Selon le projet initial, intitulé "Aide à l'évaluation des acquis en fin d'école maternelle", les enseignants devaient classer les élèves dans trois catégories: "RAS" (rien à signaler), "risque" et "haut risque", à l'issue d'une phase de "repérage" entre novembre et décembre sur "le comportement à l'école, le langage, la motricité et la conscience phonologique" des élèves.
Les termes "à risque" et "à haut risque" ne figureront plus dans le projet, a dit M. Chatel au Monde daté de jeudi, "je reconnais là qu'il y a une maladresse dans le choix des termes".
Mardi, devant les députés, la secrétaire d'Etat à la Jeunesse Jeannette Bougrab avait déjà qualifié de "maladresse" le choix de ces qualificatifs et indiqué qu'ils "disparaîtront du document de travail".
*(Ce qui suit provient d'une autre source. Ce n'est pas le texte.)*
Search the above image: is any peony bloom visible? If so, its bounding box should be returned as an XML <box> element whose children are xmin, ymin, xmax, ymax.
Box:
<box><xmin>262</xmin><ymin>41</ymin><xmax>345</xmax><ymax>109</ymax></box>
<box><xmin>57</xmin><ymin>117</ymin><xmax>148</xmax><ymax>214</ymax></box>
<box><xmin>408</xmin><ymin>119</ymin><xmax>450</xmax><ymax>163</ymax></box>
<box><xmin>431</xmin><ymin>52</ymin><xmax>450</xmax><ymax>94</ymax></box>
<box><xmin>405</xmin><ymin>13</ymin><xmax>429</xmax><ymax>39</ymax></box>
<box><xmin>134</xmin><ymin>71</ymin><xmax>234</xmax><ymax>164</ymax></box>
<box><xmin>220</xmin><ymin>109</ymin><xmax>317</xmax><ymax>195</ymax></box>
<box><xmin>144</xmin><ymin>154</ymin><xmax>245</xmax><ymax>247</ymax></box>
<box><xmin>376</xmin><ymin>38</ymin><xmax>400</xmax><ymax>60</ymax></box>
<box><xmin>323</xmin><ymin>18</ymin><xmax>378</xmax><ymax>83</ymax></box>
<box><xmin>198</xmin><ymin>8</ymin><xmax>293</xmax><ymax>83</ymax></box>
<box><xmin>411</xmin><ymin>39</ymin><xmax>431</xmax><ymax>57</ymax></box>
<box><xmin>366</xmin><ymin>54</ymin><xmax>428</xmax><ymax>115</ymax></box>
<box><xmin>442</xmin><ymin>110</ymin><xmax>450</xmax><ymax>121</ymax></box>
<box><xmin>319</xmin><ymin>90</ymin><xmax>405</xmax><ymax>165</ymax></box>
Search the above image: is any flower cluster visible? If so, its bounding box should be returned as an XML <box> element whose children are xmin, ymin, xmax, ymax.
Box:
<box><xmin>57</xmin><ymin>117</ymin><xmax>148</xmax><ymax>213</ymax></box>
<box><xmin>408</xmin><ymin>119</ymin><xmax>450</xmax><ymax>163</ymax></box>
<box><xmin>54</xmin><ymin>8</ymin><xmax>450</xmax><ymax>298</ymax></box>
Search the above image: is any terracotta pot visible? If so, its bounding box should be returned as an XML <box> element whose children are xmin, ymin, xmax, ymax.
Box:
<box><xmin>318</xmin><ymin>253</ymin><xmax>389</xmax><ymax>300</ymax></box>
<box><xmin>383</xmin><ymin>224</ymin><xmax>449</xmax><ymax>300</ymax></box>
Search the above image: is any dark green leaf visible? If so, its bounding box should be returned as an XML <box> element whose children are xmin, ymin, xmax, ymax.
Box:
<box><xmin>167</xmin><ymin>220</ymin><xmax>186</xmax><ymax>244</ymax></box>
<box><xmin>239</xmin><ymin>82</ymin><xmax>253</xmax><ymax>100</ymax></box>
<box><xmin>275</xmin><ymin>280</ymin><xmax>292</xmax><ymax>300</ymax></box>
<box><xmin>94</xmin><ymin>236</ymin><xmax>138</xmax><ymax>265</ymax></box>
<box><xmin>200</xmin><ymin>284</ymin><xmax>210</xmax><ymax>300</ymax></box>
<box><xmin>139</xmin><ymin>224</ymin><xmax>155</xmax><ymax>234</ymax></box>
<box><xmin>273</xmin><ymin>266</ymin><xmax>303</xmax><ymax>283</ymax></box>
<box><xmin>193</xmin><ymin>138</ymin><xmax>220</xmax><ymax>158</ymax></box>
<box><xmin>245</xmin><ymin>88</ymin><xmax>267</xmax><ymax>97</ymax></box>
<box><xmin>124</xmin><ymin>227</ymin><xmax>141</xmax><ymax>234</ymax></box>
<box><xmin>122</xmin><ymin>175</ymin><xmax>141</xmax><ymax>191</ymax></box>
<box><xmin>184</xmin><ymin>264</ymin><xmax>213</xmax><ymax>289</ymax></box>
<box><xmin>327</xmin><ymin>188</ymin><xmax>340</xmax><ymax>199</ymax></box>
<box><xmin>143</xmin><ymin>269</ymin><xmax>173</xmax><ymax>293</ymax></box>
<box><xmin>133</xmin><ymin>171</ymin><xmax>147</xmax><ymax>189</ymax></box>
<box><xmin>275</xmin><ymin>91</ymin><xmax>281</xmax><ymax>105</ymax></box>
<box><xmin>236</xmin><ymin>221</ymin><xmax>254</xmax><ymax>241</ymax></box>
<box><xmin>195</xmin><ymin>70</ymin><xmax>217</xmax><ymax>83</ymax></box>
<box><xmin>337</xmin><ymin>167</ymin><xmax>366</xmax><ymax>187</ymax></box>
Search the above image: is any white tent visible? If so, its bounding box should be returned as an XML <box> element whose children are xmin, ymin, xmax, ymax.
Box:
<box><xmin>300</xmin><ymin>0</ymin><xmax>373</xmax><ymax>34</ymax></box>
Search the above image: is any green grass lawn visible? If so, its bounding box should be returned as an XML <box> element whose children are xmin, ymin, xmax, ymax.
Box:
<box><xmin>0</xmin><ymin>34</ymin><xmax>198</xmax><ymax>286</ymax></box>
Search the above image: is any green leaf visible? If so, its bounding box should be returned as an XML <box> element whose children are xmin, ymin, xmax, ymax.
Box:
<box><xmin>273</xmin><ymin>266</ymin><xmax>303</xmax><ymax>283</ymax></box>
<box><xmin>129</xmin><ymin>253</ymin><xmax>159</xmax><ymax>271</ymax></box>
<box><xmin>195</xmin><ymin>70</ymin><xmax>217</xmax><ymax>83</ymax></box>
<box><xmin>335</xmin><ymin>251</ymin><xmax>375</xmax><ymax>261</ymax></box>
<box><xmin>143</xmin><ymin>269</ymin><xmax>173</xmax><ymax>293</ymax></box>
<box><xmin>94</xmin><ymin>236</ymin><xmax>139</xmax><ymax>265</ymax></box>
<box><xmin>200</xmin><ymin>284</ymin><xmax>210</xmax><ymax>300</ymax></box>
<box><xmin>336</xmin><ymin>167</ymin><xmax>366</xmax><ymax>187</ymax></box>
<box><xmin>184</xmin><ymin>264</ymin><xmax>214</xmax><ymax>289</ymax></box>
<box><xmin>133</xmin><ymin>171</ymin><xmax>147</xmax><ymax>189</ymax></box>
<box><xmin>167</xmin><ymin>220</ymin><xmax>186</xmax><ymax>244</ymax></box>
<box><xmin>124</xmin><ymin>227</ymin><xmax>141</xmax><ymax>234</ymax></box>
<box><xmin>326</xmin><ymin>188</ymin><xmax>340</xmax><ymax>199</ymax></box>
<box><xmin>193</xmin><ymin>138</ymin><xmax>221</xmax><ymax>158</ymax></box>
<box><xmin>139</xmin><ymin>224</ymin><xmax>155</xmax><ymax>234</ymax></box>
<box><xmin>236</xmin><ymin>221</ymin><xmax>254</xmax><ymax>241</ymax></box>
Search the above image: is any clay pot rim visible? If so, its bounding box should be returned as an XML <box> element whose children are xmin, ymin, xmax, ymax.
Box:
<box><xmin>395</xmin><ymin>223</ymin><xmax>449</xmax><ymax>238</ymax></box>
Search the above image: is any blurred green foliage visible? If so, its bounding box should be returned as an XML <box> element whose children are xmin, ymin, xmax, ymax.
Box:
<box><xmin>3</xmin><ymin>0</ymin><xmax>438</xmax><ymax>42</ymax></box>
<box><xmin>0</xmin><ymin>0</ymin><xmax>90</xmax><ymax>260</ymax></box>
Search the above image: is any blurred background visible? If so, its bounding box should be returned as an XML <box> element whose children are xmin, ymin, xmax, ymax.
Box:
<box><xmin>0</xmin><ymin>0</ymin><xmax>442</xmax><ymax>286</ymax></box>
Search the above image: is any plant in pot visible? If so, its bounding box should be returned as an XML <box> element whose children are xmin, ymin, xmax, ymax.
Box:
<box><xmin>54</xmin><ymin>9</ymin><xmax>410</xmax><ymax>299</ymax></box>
M. Chatel a redit que le projet ne constituait pas "une évaluation" mais "un repérage précoce de la difficulté scolaire" et "des lacunes qui entacheront les apprentissages". "Aux enseignants de maternelle, nous voulons proposer des outils de repérage qui ne seront pas des tests et qui ne classeront pas les enfants", a-t-il assuré.
"Je ne sais pas encore si nous maintiendrons des observations sur le comportement dans la version finale", a ajouté le ministre.
Ces qualificatifs ont particulièrement choqué syndicats d'enseignants, parents et spécialistes de l'enfance qui ont dénoncé la semaine dernière un "tri" et un "étiquetage" des élèves pouvant "compromettre l'estime de soi". Ils ont réclamé le retrait du projet.